It was also disclosed during the question-answer session that the proposed mass rapid transport system (MRTS) for Delhi has been cleared and an announcement to this effect is in the offing. The project will cost Rs 4,200 crore and completed by 2006-2007. It will service about 3.2 million passengers every day.
Chairing the session, surface transport minister T G Venkataraman
said the government had set foreign direct investment (FDI) target of about $10 billion a year to develop the countrys infrastructure sector.
The government has made a commitment to increase the investment in this sector to 6 per cent of GDP. However, the funds needed to develop infrastructure cannot come entirely from the budget and the private sector must chip in.
All private investment in the infrastructure sector will be through the build, operate and transfer (BOT) route. The procedure will be fully transparent, Venkataraman said.
In the port sector, he said, 300-400 berths have to be constructed at the major ports. This alone will cost Rs 50,000 crore at current prices. The additional berths are needed to handle the growing cargo traffic.
The estimated growth rate of cargo traffic is 9 per cent and the 11 major ports will be required to handle 850 million tonnes of cargo by 2012.
Similarly, in view of the massive funds needed to develop airports, the Centre has allowed state governments to build new airports at greenfield sites in partnership with the private sector.

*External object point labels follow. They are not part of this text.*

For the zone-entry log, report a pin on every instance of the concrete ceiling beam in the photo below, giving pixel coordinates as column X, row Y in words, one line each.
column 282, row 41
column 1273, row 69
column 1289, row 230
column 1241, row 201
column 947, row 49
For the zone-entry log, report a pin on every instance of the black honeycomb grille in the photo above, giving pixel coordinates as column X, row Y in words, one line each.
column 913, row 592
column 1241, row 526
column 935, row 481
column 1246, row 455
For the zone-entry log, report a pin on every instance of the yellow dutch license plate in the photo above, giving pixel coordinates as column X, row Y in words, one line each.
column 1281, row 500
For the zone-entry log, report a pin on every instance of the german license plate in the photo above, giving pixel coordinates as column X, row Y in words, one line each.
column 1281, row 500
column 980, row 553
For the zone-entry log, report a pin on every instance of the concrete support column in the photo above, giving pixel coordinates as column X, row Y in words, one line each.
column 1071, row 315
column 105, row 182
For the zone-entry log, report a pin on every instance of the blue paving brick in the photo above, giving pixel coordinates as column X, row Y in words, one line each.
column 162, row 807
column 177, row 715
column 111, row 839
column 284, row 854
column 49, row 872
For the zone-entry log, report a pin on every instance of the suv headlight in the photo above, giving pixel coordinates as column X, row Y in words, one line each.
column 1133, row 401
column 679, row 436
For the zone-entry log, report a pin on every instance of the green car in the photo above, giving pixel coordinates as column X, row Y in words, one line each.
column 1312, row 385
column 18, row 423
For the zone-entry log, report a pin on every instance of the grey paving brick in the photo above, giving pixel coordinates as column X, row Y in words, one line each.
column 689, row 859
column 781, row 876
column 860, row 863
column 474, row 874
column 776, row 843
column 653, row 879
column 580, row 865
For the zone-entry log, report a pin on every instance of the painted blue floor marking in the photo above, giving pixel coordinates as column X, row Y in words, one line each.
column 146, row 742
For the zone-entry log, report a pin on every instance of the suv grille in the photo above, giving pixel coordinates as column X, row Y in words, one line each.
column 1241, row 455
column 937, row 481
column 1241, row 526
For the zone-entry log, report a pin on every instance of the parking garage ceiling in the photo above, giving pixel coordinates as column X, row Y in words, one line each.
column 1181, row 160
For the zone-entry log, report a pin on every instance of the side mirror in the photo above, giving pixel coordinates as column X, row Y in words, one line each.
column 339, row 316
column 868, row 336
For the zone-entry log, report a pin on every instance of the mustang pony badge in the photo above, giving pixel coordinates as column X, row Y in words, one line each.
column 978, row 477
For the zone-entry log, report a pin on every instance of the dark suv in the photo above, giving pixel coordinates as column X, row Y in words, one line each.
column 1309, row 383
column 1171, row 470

The surface transport secretary also sought to allay fears that budgetary support to the infrastructure sector will be cut. He also clarified that the cost of land acquisition will not be passed on to the private investor. The cost will be borne by the government, he said.
The minister also clarified that the government will not guarantee returns on investment in the infrastructure sector. This safeguard will be built into the tariff structure when the project is allotted. However, the government will compensate private investors if a project is dropped because of a change in government or policies, he said.